Well, the professor has recently enlightened everyone with this nugget of Phd arcana:

"The shares of the tax burden add up to 100%."

Apparently in the belief that it thus doesn't matter what the size of each quintile's share is (since it is now inconvenient to notice that the highest ones pay not only the highest share, but, since Reagan, an increasing one).

I'm assuming that the rationale for ignoring that is the Krugmanesque claim: "Yeah, but what about payroll tax". Ignoring that the payroll tax is REBATED (eventually, if you live long enough)via a formula that disadvantages higher income "contributors" (to use a term popularized by Prof. DeLong's former employer).

Paul Zrimsek

Notice that the shift in the burden is now from current taxpayers to future taxpayers-- not, as before, from the rich to the middle class. I hereby claim credit for the rowback, and begin to understand why Luskin spends so much time hounding poor Dan Okrent.

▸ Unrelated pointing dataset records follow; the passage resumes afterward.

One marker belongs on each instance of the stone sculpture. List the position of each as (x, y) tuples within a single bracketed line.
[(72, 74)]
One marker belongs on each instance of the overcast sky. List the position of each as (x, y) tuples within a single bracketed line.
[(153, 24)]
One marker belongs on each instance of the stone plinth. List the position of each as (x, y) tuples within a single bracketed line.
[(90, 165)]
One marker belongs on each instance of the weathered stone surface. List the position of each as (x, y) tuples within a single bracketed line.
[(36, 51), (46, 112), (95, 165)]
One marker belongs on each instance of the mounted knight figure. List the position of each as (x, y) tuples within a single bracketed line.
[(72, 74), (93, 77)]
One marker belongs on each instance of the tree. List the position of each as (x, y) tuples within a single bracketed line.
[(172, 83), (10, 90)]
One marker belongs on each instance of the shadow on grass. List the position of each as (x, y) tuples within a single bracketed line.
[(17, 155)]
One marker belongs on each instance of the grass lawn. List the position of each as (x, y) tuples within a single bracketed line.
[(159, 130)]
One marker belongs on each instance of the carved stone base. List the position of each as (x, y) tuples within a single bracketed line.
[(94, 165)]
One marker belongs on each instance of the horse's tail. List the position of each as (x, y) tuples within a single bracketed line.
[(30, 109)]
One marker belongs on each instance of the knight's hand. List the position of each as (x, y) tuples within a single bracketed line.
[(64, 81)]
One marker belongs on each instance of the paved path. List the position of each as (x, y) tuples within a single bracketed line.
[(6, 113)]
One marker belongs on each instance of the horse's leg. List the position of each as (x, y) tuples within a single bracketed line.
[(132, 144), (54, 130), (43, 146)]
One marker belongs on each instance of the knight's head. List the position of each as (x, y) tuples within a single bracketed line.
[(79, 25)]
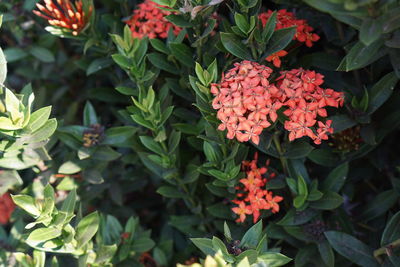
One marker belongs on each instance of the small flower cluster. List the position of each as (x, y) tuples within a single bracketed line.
[(286, 19), (7, 207), (148, 20), (247, 102), (65, 15), (252, 197), (306, 100)]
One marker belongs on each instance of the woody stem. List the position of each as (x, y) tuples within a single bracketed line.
[(386, 250), (278, 147)]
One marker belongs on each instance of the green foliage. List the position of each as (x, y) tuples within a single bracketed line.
[(103, 128)]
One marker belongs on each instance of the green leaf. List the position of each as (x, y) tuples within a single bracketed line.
[(160, 61), (297, 150), (351, 248), (142, 244), (14, 54), (379, 205), (8, 179), (43, 133), (159, 46), (279, 40), (360, 55), (204, 244), (302, 191), (98, 64), (273, 259), (182, 53), (371, 30), (336, 178), (293, 217), (69, 167), (227, 232), (122, 61), (392, 230), (89, 115), (3, 67), (341, 122), (269, 28), (68, 205), (178, 20), (381, 91), (326, 252), (170, 192), (39, 258), (27, 203), (329, 201), (242, 23), (391, 20), (252, 236), (218, 245), (324, 157), (152, 145), (39, 118), (235, 46), (87, 228), (42, 234), (43, 54)]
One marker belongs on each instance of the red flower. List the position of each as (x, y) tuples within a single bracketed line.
[(275, 58), (242, 210), (252, 198), (64, 14), (7, 207), (149, 20), (285, 19), (247, 102)]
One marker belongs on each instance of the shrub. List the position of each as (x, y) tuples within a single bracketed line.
[(199, 133)]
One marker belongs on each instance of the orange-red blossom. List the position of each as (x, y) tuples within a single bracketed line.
[(286, 19), (252, 198), (64, 14), (149, 20), (247, 102)]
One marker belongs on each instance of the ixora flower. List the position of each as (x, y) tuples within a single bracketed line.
[(252, 198), (64, 14), (275, 58), (307, 103), (247, 102), (7, 207), (286, 19), (149, 20)]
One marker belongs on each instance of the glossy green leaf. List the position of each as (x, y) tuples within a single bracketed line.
[(279, 40), (87, 228), (235, 46), (351, 248)]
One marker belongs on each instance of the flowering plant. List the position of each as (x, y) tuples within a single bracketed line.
[(199, 133)]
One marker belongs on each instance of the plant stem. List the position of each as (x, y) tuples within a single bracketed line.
[(386, 250), (278, 147)]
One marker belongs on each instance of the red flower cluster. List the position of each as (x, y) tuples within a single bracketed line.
[(285, 19), (253, 197), (247, 102), (275, 58), (306, 101), (148, 20), (7, 207), (64, 14)]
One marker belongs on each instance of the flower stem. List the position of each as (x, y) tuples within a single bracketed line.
[(386, 250), (278, 147)]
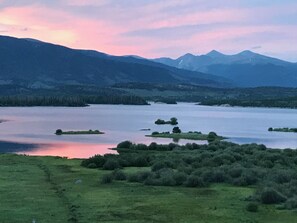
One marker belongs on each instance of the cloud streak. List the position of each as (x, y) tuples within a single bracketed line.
[(153, 28)]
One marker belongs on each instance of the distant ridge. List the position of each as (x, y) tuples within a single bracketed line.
[(244, 69), (33, 63)]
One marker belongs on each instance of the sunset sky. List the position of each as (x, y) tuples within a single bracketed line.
[(155, 28)]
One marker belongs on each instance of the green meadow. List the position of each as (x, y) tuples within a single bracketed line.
[(53, 189)]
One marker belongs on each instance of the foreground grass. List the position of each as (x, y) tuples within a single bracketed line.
[(51, 189)]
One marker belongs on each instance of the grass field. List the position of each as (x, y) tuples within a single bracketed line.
[(52, 189)]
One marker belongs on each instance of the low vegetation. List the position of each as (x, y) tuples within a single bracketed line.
[(272, 172), (54, 189), (172, 121), (88, 132), (178, 134), (282, 129)]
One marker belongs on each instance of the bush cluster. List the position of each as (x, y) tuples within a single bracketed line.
[(271, 171)]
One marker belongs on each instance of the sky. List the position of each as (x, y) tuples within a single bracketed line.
[(157, 28)]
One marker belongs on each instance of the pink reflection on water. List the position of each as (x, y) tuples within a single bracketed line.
[(71, 150)]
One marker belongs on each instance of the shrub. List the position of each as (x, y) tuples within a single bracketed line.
[(125, 144), (141, 161), (252, 207), (176, 130), (59, 132), (153, 145), (180, 178), (119, 175), (194, 181), (291, 203), (139, 177), (106, 179), (160, 165), (271, 196), (92, 165), (173, 121), (97, 160), (111, 164), (160, 122)]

What a feeling of power!

Patrick R. Sullivan

Again, Paul, you've shown yourself to be the doppelganger of Albert Brooks in "Broadcast News"; you say it here, and it comes out there.

Patrick R. Sullivan

Btw, speaking of Krugman, Harry Truman must be rolling over in his grave at the latest juggling act of a non-one-armed economist:


"though [Fahrenheit 9-11] has yet to be caught in any major factual errors"

Stays in the same air with:

"The film suggests that Mr. Bush and his good friend Prince Bandar bin Sultan, the ambassador known to the family as Bandar Bush, have tried to cover up the extent of Saudi involvement in terrorism. This may or may not be true.'


"Viewers may come away from Mr. Moore's movie believing some things that probably aren't true."

Just as long as the don't catch on, we're in the clear.